Five years ago, a popular interactive map showed you where you would pop up if you were to dig your way right through the Earth.
It's a bit of fun, even if for the vast majority the answer was "somewhere in an ocean". But would it be possible to dig through the Earth and pop out the other side?
Various teams have attempted to dig down into the Earth before. China has recently begun digging a 10,000-meter (32,808-foot) hole into the Earth, the deepest ever attempted in the country. Digging down through 10 layers of rock, the team hopes to reach rocks from the Cretaceous Period, the layer known as the Cretaceous System, which dates back up to 145 million years.
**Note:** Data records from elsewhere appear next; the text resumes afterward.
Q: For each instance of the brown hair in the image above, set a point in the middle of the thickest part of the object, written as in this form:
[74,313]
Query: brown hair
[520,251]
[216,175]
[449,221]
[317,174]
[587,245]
The hole, while impressively deep, will not be the deepest human-made hole on Earth. That title goes to the Kola Superdeep Borehole, on the Kola Peninsula in northwestern Russia. The project, which spanned from May 24, 1970, to just after the collapse of the Soviet Union, saw the deepest branch of the hole reach 12,263 meters (40,230 feet) below the surface.
The team found that the rocks deep below the Earth were a lot wetter than they were expecting. Before the borehole found it, scientists had thought the water would not permeate the rock so deeply. They had also been expecting to find a layer of basalt beneath the continent's granite, as this is what was found in the oceanic crust. Instead, they found that beneath the igneous granite was metamorphic granite. Since the continental crust was granite all the way down, this was evidence for plate tectonics, a theory that had only recently begun to be accepted when they began digging the borehole.
Though that sounds pretty deep, the Kola Superdeep Borehole team and the new team in China were nowhere near breaking through the Earth's lithosphere (crust) to reach the mantle.
The Earth's crust, on land, is variable. On average it is about 30 kilometers (19 miles) thick, though under mountain ranges it can reach as much as 100 kilometers (62 miles). Beneath the oceans, it doesn't vary as much and is on average 6-7 kilometers (3.7-4.3 miles) thick. While there is less crust to dig through under the oceans, adding in factors like keeping the drill steady makes the process nightmarishly complicated.
If you're going to attempt to drill through the Earth though, expect many more nightmarish complications, the main problems being the
mole people intense pressure and heat.
Doug Wilson, a research geophysicist at the University of California, Santa Barbara, told Live Science that for every 3 meters (10 feet) you will add an extra atmosphere of pressure (as you are headed towards the core, not away from it, of course). Since you are digging about 6,370 kilometers (3,960 miles) into the very center of the Earth, that pressure is going to get intense: 1,179,423,669,639,374,797 hectoPascals (hPa) of pressure to be precise, where standard pressure at sea level is 1,013 hPa.
As pointed out in our article What Would Kill You First If You Jumped In A Hole Through The Earth?, at these pressures the air and you would likely become a superfluid, ending your days in the soup.
The temperature your drilling machinery will face will probably be insurmountable, with the inner core being 5,200 degrees Celsius (9,392 degrees Fahrenheit). Wilson suggested that continuously pumping water would help with (but likely not succeed at) cooling the bit, but as you get to the outer core it would be like drilling through a liquid.
The inner core meanwhile is solid, not due to lower temperatures but because of the intense pressure. Though your equipment has likely been soupified by this point, if you were able to get through this core of iron and nickel you would briefly be rewarded with weightlessness, where the Earth's mass pulls at you equally in all directions, before the long slog upwards to the other side.